Of course, there’s no guarantee that either mission will succeed. But China’s impressive recent successes operating on and above the Moon and Mars give the country a better chance at lapping Nasa and its partners. The news may cause alarm among Americans accustomed to being first in space for more than a half-century. This is no Sputnik moment, however, and there is no reason to panic. A mission to bring back the samples is an impressive technological achievement. But the future of Mars exploration isn’t sample returns; it’s discovering past life on Mars. For now, the US is better positioned to accomplish that goal.
In 1993, Nasa initiated the Mars Exploration Program, or MEP, a long-term initiative to explore Martian geology, climate and the possibility of past life, while laying a foundation for human exploration. Over the next three decades, Nasa launched orbiters and rovers revealing ancient river and lake beds, as well as mineral evidence of a wet and warm Martian past. These discoveries heightened interest in seeking out evidence for past Martian life, and launching additional probes to find it.
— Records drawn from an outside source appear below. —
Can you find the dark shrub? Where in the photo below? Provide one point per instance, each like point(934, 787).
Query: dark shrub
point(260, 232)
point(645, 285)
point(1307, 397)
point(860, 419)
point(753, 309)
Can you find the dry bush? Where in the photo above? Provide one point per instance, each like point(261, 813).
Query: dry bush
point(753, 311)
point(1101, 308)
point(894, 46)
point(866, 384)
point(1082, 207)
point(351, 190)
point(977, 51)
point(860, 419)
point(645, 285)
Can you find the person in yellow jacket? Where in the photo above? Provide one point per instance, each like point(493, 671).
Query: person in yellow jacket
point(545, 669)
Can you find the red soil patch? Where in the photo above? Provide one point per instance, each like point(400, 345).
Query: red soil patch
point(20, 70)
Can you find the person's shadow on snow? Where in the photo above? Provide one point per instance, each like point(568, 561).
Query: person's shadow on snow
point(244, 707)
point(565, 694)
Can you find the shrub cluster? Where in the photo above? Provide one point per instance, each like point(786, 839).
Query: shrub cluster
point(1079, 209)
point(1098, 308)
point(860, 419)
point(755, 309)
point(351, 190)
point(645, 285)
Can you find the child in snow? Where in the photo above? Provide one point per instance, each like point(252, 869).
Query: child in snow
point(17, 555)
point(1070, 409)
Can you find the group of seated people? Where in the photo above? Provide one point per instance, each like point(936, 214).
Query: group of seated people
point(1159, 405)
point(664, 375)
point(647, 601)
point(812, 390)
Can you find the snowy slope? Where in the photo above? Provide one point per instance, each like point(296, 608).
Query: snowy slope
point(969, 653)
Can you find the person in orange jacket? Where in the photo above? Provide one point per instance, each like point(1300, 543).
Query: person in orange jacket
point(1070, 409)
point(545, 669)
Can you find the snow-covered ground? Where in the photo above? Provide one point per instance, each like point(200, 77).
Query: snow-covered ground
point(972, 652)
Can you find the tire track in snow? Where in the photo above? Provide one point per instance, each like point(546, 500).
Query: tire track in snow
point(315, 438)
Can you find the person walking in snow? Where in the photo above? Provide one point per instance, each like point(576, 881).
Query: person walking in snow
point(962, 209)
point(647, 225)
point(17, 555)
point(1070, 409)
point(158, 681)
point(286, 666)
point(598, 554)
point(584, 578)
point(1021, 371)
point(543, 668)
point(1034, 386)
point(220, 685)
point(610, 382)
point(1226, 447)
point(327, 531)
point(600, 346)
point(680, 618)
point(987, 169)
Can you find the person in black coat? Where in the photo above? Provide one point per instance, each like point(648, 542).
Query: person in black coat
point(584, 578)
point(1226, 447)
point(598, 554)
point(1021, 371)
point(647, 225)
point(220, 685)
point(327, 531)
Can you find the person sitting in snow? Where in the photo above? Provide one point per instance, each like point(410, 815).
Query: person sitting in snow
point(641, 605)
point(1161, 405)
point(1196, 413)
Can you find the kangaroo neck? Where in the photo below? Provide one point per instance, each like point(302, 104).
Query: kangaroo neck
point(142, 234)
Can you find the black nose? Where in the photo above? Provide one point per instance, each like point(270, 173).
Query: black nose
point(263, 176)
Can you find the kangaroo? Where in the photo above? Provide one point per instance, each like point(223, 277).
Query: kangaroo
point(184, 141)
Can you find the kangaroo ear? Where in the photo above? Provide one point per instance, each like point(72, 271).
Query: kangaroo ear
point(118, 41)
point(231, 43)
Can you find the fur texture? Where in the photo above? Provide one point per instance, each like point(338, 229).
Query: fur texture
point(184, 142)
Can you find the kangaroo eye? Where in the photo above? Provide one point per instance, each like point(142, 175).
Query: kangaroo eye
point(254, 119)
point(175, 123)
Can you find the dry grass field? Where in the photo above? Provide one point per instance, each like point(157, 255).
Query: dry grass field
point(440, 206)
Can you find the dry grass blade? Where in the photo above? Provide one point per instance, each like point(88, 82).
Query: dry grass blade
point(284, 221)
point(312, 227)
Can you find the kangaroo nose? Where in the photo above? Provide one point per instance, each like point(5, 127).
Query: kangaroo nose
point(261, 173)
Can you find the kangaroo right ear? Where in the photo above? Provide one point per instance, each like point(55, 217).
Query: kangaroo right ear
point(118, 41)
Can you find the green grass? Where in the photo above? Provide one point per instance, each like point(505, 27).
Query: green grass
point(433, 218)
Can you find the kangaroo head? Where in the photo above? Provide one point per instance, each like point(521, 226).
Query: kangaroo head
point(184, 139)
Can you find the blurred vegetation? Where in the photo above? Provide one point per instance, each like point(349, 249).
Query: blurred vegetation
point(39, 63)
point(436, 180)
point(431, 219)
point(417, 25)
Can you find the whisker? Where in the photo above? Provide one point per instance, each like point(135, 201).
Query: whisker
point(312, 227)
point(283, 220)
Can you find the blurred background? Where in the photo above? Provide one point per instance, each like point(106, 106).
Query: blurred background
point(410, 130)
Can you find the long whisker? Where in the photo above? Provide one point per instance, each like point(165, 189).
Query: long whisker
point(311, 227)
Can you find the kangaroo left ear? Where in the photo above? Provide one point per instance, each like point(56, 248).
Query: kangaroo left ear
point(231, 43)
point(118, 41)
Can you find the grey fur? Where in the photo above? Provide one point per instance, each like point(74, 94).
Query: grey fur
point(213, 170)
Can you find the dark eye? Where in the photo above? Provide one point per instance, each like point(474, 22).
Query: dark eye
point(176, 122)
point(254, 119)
Unfortunately, the scientific instruments necessary to prove that life once existed on Mars are simply too large and complex to transport to the planet’s surface. To make that kind of history-altering discovery, pieces of Mars must be brought back to Earth. That’s a complex endeavour
For example, one early Nasa concept had two rovers landing on Mars, collecting samples and then launching them into orbit, where a third vehicle would rendezvous with them and dispatch them back to Earth. That mission would’ve started launching in 2003 and returned samples in 2008. Instead it was canceled over cost and difficulty.
Twenty years ago, there was little competition for the US in space. The Russian program was in terminal decline, and China was just starting to launch humans into space.
But despite a late start, China’s leadership was determined to catch up. It’s an ambition inspired by the belief that the country’s economic and military future will, in part, be determined by its space capabilities.
During the early 2000s, the Chinese announced an ambitious program of lunar exploration, a future space station and, tentatively, a Mars program. In each case, they have followed through and achieved successes, including lunar rovers, a Mars orbiter and rover, and a small but functional space station that could have Earth orbit to itself if the US doesn’t replace the aging International Space Station by the end of the decade.